Bir ülke düşünün inançla şekillenmiş, inanmak her an, her dakika,  her sabah gün doğarken ve her akşam gün batarken. Öyle tereddütsüz, öyle sorgusuz sualsiz öyle içten inanan koca bir ülke.

Nepal: Sen mutluysan ben de mutluyum ülkesi

Bir ülke düşünün inancın her yeri doldurduğu; tarihi, bugünü, geleceği, otobüsleri, dağları, zamanı,  hobileri, evleri, havayı ve kalpleri… Boşluksuz ve safça.

İnandıkları şey ‘Sen mutluysan ben de mutluyum’ ve başka hiçbir isteğim yok.


Pokhara
Pokhara

Sen Mutluysan Ben De Mutluyum Ülkesi Nepal

Sevgilimin annesiyle çıktığım bu yolculukta, keşke daha önce ki tüm yolculuklarıma O’nunla çıkabilseydim diyerek geri döndüm. Kâbusum olan yol arkadaşlığı fobimi kendisiyle yenmiş bulunuyorum. İnsanların gerçek kimliği uzun bir yolculukta kendiliğinden ortaya çıkıverir. Engel olamaz, durduramaz ve rengini belli edersin yol arkadaşına.

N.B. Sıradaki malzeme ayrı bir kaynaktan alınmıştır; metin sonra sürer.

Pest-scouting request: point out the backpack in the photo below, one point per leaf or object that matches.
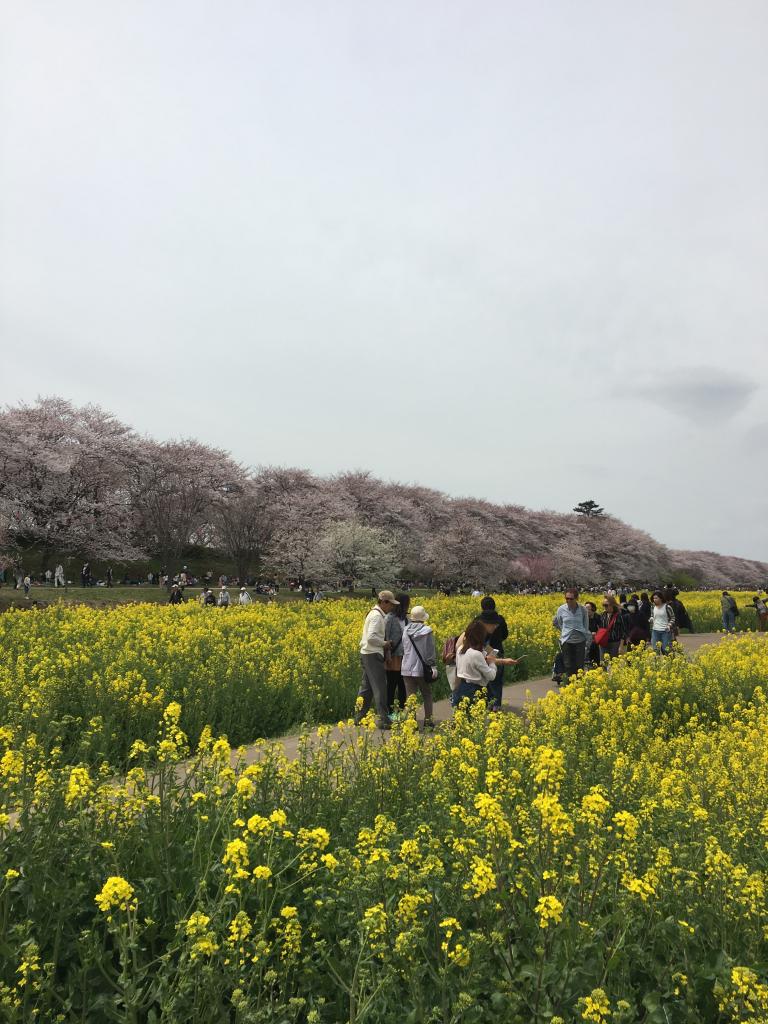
(449, 650)
(426, 669)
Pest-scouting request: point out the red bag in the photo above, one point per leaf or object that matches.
(602, 637)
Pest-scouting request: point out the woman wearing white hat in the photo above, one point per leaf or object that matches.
(419, 660)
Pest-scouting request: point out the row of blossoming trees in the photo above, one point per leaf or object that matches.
(77, 481)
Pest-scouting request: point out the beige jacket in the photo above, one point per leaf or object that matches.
(372, 641)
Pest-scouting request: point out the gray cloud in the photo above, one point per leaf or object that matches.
(699, 393)
(401, 237)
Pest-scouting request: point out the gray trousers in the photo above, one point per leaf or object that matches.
(374, 687)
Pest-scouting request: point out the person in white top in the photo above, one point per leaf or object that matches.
(419, 660)
(662, 624)
(474, 669)
(373, 647)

Annemin rengi en sevdiğim renkti, yeşildi. 2000 metreye saatlerce yürüdü, karıncalı kahve içti, yamaç paraşütü yapmaması için O’nu ancak hava açık değil Everest’i göremezsin bugün ve o zaman burada yamaç paraşütü yapmanın hiçbir anlamı yok diyerek durdurabildim. 3’üncü günün sonunda İngilizce’yi tamamen sökmüş ve bir kilim için pazarlık yaparken buldum.

Hayat boyu yıkanmamış bir Sadu’ya sarılırken, hiç inanmadığı bir dini anlamaya çalışırken, hiç anlamadığı bir dilde Karma felsefesini anlatan rahibin meditasyonunda kendinden geçmişken, ormanda gergedan kovalarken, Hinduların cenaze töreninde yanan bedeni gözlerini ayırmadan izlerken, her sabah yorgunluk nedir bilmeden, kocaman bir enerji ve gülümsemeyle Nepal çayı ve surya sigarasını içerken,  şaşkınlık, sevgi ve saygıyla izledim. En güzel yol arkadaşımdı. Öyle olmalıydı nitekim aşık olduğum adamı dünyaya getiren kişiydi ve O’nun genlerinin bir kısmına aşıktım kimya açısından düşününce benim için anlamak çok güç oldu bu kültürü, kim bilir ilk kez yurt dışına çıkmış ve tercihini Nepal’den yana yapmış annem için durum nasıldı. Hiçbir yer gibi değildi.

nepal 3

İnsanlar; tanıdığım, gördüğüm, duyduğum hiç kimseye benzemiyordu.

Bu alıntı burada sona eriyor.